Stevenage teenager with cerebral palsy and her carer to fight back against Facebook abuse

PUBLISHED: 16:23 16 November 2018 | UPDATED: 12:25 19 November 2018

Ellie Matraves (left) with her carer Terri Holland. Picture: Terri Holland

Ellie Matraves (left) with her carer Terri Holland. Picture: Terri Holland


The carer of a 16-year-old girl from Stevenage who has cerebral palsy is fighting back after a torrent of online abuse.

Terri Holland, also from Stevenage, has been caring for Ellie Matraves for the past six years.

She posted a video on the social media site TikTok last week of them lip syncing together, but they were met with hundreds of abusive comments.

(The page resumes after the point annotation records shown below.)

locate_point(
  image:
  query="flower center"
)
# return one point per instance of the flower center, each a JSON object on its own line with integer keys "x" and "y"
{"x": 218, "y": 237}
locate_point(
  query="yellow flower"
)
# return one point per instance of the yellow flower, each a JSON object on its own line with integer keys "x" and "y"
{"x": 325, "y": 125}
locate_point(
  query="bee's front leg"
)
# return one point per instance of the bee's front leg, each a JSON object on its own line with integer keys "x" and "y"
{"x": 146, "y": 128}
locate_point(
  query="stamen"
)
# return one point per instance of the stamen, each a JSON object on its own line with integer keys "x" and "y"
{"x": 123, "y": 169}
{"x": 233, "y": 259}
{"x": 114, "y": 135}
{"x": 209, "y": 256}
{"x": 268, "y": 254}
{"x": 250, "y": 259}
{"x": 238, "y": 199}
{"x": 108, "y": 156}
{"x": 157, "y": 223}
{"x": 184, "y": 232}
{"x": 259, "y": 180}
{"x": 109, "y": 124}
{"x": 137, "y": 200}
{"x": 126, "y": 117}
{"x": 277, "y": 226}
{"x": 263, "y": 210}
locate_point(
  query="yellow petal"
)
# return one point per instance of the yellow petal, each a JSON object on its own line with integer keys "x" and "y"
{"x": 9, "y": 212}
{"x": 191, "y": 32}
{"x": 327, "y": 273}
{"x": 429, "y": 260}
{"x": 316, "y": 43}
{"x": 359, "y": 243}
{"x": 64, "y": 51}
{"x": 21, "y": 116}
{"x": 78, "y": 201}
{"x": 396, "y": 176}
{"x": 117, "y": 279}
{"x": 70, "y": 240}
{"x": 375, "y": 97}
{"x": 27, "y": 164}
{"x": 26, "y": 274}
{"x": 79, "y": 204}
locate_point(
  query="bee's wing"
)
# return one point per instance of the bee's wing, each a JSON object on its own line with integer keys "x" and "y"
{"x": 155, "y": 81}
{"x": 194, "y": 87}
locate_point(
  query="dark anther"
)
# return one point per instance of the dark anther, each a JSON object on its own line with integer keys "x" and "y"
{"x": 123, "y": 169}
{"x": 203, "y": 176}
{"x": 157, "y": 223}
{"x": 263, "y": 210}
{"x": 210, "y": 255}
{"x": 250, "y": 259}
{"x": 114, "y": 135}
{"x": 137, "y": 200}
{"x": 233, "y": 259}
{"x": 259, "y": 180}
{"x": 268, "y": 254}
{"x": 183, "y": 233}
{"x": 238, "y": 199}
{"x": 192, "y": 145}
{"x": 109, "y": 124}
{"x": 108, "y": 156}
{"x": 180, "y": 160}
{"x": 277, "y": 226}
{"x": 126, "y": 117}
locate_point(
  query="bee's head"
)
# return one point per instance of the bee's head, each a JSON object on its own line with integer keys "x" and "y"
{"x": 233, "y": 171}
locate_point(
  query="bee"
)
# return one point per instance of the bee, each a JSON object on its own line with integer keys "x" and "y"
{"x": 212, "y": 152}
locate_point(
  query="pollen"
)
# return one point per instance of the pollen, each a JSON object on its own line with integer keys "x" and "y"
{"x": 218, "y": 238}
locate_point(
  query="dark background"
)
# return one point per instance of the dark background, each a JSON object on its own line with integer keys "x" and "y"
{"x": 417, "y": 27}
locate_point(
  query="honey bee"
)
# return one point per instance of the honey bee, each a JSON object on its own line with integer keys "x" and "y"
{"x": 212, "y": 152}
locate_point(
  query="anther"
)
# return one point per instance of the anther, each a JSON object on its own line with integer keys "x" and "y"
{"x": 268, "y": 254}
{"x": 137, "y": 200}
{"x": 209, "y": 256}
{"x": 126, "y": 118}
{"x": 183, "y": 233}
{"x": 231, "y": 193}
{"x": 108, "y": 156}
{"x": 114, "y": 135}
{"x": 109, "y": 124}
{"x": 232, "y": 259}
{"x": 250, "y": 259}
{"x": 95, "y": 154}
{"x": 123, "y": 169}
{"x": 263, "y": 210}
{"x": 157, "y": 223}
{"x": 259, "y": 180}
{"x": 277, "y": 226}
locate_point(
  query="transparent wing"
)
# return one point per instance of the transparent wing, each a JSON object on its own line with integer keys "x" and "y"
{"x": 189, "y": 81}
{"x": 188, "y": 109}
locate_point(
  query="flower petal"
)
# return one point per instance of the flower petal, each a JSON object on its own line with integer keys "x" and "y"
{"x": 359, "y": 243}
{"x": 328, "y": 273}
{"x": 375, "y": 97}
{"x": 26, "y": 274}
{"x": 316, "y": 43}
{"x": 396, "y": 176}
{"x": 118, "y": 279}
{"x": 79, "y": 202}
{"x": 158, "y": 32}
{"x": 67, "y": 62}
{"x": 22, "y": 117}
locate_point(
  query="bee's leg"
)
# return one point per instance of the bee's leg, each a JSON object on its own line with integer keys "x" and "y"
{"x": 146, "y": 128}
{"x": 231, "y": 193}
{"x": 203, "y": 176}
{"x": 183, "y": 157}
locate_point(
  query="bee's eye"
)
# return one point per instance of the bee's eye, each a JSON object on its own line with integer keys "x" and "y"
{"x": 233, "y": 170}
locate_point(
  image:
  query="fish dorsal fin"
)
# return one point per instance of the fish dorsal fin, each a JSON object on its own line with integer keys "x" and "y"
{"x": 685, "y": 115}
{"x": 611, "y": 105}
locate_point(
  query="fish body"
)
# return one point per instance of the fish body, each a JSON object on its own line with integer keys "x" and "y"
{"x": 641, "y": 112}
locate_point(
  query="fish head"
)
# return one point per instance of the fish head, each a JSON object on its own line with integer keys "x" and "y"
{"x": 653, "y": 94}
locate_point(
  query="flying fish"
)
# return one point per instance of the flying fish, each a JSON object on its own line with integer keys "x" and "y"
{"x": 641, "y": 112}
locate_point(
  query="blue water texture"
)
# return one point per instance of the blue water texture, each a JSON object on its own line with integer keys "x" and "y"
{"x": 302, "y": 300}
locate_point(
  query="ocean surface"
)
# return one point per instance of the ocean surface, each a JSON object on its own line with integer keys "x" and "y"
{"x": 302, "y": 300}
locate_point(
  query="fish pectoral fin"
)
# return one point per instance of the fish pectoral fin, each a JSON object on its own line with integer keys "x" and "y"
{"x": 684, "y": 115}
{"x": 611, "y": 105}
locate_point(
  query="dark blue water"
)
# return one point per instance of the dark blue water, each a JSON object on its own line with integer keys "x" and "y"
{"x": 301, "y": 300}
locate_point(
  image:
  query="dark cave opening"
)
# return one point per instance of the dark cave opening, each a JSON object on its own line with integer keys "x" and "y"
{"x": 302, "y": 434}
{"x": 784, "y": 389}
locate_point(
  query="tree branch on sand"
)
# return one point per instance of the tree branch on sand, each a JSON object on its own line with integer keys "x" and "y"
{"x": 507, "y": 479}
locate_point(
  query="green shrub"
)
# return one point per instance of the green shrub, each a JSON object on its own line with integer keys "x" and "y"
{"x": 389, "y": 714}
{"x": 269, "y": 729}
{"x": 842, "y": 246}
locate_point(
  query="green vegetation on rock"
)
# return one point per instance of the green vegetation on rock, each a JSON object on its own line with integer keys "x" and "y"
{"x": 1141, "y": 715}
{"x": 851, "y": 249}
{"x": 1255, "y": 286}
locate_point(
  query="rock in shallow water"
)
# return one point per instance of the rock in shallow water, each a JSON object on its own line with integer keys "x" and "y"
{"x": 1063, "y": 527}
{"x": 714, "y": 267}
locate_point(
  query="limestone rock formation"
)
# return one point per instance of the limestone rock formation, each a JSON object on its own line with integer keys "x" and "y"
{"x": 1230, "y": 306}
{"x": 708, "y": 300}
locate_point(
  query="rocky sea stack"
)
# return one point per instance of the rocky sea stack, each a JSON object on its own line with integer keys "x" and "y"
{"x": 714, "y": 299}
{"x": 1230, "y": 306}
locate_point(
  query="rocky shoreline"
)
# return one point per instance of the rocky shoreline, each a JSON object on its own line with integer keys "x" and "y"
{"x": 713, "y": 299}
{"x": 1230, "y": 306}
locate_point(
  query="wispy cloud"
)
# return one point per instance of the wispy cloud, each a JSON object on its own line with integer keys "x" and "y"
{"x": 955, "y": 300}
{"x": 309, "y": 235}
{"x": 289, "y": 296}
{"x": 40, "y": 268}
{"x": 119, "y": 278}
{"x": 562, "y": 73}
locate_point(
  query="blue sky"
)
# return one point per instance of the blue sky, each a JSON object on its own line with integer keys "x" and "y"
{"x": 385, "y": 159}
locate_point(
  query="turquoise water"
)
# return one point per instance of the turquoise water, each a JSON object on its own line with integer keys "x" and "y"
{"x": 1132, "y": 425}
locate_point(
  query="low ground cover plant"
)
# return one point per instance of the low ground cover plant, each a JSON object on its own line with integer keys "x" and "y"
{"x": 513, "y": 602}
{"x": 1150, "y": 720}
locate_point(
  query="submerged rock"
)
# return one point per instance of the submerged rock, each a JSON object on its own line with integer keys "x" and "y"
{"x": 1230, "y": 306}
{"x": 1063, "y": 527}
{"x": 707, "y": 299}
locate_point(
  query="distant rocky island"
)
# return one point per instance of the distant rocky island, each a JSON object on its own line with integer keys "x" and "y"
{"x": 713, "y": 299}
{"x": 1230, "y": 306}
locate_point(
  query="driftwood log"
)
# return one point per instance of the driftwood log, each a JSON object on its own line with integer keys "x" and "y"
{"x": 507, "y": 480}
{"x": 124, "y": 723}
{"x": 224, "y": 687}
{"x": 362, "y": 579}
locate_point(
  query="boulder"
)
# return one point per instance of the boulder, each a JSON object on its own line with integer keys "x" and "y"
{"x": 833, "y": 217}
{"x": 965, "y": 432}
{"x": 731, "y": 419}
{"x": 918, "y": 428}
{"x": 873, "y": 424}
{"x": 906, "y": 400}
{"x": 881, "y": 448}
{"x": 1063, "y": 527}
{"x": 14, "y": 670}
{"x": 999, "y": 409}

“A few years ago we joined an app called TikTok, making funny lip syncing videos,” said Terri.

“Recently some of our videos have got over 60,000 views.

“Obviously I didn’t go into this being naive, I knew if our videos started getting noticed we would have some horrible comments about Ellie, that’s just the world we live in.

“I was prepared for that and so was Ellie.

“But this week one of our videos reached nearly 200,000 views.

“The amount of nasty, hurtful and disgusting things that people posted on the video has absolutely left me speechless and raging with anger.

“I’m not talking a few nasty comments, I’m talking more than 500.”

Ellie has had four major brain surgeries in her fight against cerebral palsy which effects her movement, muscle tone and speech.

Despite the abuse, she and Terri will continue to post videos.

Terri continued: “Ellie has said she is not going to let them ruin this for her, and to me that shows so much strength.

“I’m not sure I would be able to do it knowing all the things people were saying, so I’m going to carry on helping her live her life to the full.”

According to Home Office figures, 7,226 hate crimes against people with disabilities were reported to police in 2017/18.

That figure has risen more than 275 per cent from 1,911 in 2011/12.

Terri believes that people need to be educated about disabilities in order to stop this alarming trend.

She said: “You hear about hate crimes that involve racism, homophobia, religion, sexism and so on, but how often do you hear about disability hate crimes on the news?

“I think it’s all about educating young people.

“Those who haven’t come across people with disabilities do not know how to react.”